In 1984, I suggested to a group of solicitors that they could make much better use of the captive sales opportunity offered by their office reception areas, where the only marketing material available consisted of miscellaneous charity leaflets. That was in the days when solicitors felt constrained by the prohibition against ‘touting’ and, predictably, the suggestion fell on deaf ears.

Now the aversion to sales-related activity remains. But this must change if solicitors are to compete successfully against the professional marketers who are entering the legal services market.

Before solicitors can consider how to market their services they need to choose their business proposition on a firm-by-firm basis. They need a marketing plan, in the same way as the Solicitors Regulation Authority now requires evidence of a compliance plan. This may need to be innovative. Consumers often associate legal services with the negatives of death, divorce, litigation and moving house, so market repositioning may need to be considered.

The example of the new entrants to the market is instructive. Most regard legal services as an adjunct to their existing mainstream activity. The Co-op, AA and Saga have all followed this route, and the accountants seem set to do likewise by complementing tax services with a probate offering.

Scottish solicitors have successfully demonstrated the commerciality of the combined legal plus estate agency model, whereas In-Deed abandoned its newly formed alternative business structure (ABS) vehicle after concluding that its conveyancing service was no longer sustainable as a stand-alone activity.

Trusted source

One of solicitors’ main strengths is having the respect of clients. This positions them well to assume the role of trusted advisers, taking a holistic view of clients’ professional needs and bringing to bear their knowledge and experience to coordinate the various required inputs, whether internal or external.

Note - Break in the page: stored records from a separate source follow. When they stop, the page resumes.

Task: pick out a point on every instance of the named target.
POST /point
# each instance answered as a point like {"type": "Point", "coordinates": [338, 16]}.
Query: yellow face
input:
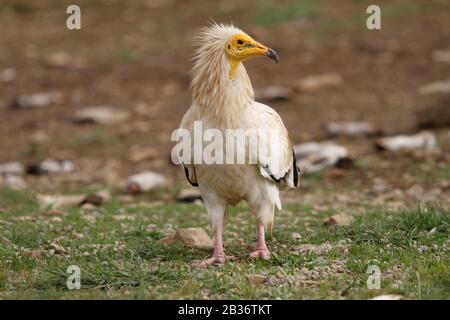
{"type": "Point", "coordinates": [242, 47]}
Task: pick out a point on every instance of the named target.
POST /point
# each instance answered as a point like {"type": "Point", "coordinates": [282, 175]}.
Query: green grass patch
{"type": "Point", "coordinates": [120, 258]}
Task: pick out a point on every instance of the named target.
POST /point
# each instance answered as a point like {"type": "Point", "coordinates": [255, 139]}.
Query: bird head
{"type": "Point", "coordinates": [242, 47]}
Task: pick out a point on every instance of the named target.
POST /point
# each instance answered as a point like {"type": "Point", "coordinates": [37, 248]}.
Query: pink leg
{"type": "Point", "coordinates": [261, 251]}
{"type": "Point", "coordinates": [218, 256]}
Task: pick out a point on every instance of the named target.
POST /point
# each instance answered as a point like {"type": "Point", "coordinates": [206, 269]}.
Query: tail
{"type": "Point", "coordinates": [266, 212]}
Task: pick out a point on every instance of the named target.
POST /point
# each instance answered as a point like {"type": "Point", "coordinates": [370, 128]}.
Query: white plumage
{"type": "Point", "coordinates": [223, 98]}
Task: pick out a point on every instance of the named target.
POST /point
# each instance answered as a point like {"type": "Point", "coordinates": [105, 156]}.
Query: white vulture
{"type": "Point", "coordinates": [223, 98]}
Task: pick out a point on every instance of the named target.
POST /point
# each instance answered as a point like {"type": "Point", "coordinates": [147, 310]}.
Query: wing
{"type": "Point", "coordinates": [187, 123]}
{"type": "Point", "coordinates": [278, 163]}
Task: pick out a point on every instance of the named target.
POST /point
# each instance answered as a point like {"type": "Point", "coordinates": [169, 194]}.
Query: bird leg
{"type": "Point", "coordinates": [218, 256]}
{"type": "Point", "coordinates": [261, 252]}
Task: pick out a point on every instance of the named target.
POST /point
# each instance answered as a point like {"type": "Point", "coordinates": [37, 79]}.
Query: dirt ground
{"type": "Point", "coordinates": [137, 56]}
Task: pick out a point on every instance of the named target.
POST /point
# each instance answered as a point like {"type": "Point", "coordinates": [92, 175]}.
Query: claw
{"type": "Point", "coordinates": [214, 260]}
{"type": "Point", "coordinates": [260, 254]}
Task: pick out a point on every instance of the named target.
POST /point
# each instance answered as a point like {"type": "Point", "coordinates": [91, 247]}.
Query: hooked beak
{"type": "Point", "coordinates": [272, 54]}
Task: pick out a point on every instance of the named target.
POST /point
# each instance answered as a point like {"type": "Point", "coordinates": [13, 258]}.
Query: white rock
{"type": "Point", "coordinates": [350, 128]}
{"type": "Point", "coordinates": [59, 201]}
{"type": "Point", "coordinates": [196, 237]}
{"type": "Point", "coordinates": [318, 81]}
{"type": "Point", "coordinates": [441, 56]}
{"type": "Point", "coordinates": [435, 87]}
{"type": "Point", "coordinates": [8, 75]}
{"type": "Point", "coordinates": [341, 219]}
{"type": "Point", "coordinates": [145, 181]}
{"type": "Point", "coordinates": [273, 93]}
{"type": "Point", "coordinates": [12, 168]}
{"type": "Point", "coordinates": [314, 156]}
{"type": "Point", "coordinates": [57, 166]}
{"type": "Point", "coordinates": [388, 297]}
{"type": "Point", "coordinates": [14, 182]}
{"type": "Point", "coordinates": [37, 100]}
{"type": "Point", "coordinates": [422, 140]}
{"type": "Point", "coordinates": [189, 195]}
{"type": "Point", "coordinates": [101, 115]}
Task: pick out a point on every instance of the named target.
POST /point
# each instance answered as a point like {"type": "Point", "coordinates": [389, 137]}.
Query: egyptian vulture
{"type": "Point", "coordinates": [223, 98]}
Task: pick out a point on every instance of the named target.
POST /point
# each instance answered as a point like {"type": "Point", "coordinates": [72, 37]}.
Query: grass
{"type": "Point", "coordinates": [119, 258]}
{"type": "Point", "coordinates": [270, 12]}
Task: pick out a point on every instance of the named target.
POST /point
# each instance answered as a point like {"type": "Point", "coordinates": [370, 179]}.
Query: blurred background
{"type": "Point", "coordinates": [88, 108]}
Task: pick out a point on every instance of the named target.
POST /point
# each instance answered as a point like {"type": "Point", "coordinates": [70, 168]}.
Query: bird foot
{"type": "Point", "coordinates": [262, 253]}
{"type": "Point", "coordinates": [214, 260]}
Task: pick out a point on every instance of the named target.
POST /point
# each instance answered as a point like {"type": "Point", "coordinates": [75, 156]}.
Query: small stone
{"type": "Point", "coordinates": [59, 201]}
{"type": "Point", "coordinates": [189, 196]}
{"type": "Point", "coordinates": [145, 181]}
{"type": "Point", "coordinates": [341, 219]}
{"type": "Point", "coordinates": [422, 140]}
{"type": "Point", "coordinates": [296, 236]}
{"type": "Point", "coordinates": [273, 93]}
{"type": "Point", "coordinates": [151, 227]}
{"type": "Point", "coordinates": [5, 240]}
{"type": "Point", "coordinates": [441, 56]}
{"type": "Point", "coordinates": [256, 278]}
{"type": "Point", "coordinates": [388, 297]}
{"type": "Point", "coordinates": [56, 166]}
{"type": "Point", "coordinates": [8, 75]}
{"type": "Point", "coordinates": [92, 199]}
{"type": "Point", "coordinates": [37, 100]}
{"type": "Point", "coordinates": [315, 156]}
{"type": "Point", "coordinates": [351, 129]}
{"type": "Point", "coordinates": [100, 115]}
{"type": "Point", "coordinates": [435, 87]}
{"type": "Point", "coordinates": [318, 81]}
{"type": "Point", "coordinates": [35, 254]}
{"type": "Point", "coordinates": [14, 182]}
{"type": "Point", "coordinates": [59, 249]}
{"type": "Point", "coordinates": [138, 155]}
{"type": "Point", "coordinates": [12, 168]}
{"type": "Point", "coordinates": [196, 237]}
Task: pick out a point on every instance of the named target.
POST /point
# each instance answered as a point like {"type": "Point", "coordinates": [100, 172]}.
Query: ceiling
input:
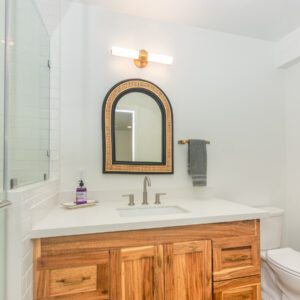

Not least because of the Legal Services Act, the barriers that have separated the professions are breaking down, and even the Legal Services Board is considering “activities-based” regulation.

A major operational issue that may need to be addressed when creating the marketing plan is the over-dependence of solicitors’ traditional business models on transactions, with too little attention paid to fostering ongoing client relationships.

Related to this is the failure to capture detailed client information and to make this available for firm-wide marketing. This reflects the silo mentality evident in many firms, created both by the unhealthily possessive attitude on the part of some partners towards what they regard as their personal clientele, and the focus of legal IT systems on case management rather than database management.

So, marketing issues and operational issues converge, and if firms are to make best use of their client banks they may need to consider differentiating their proposition, both from the stereotype and from their competitors, by diversifying into related areas of business, particularly those that are relevant to the role of trusted adviser.

Team spirit

Notably, many firms have entered into joint ventures with independent financial advisers (IFAs), and there are already a number of legal plus financial ABS models. In both cases, solicitors can benefit financially and delegate responsibility for FCA compliance.

More importantly, money matters pervade many areas of legal advice and necessitate ongoing client contact, which is facilitated by IFAs’ comprehensive client databases. Consequently, linking with financial advisers provides diversification and addresses the problems of over-dependence on transactions and lack of client data.

IFAs have become adept at applying client data for marketing purposes and segmenting them by, for example, age, wealth, location or need. With clients’ consent, IFAs can share this information with referring solicitors to seed their own databases and participate in the joined-up marketing of the trusted adviser service.

The usual marketing media of literature, websites and newsletters can be harnessed so solicitors can share with clients their excitement at having broken the mould and become new-generation professional services providers.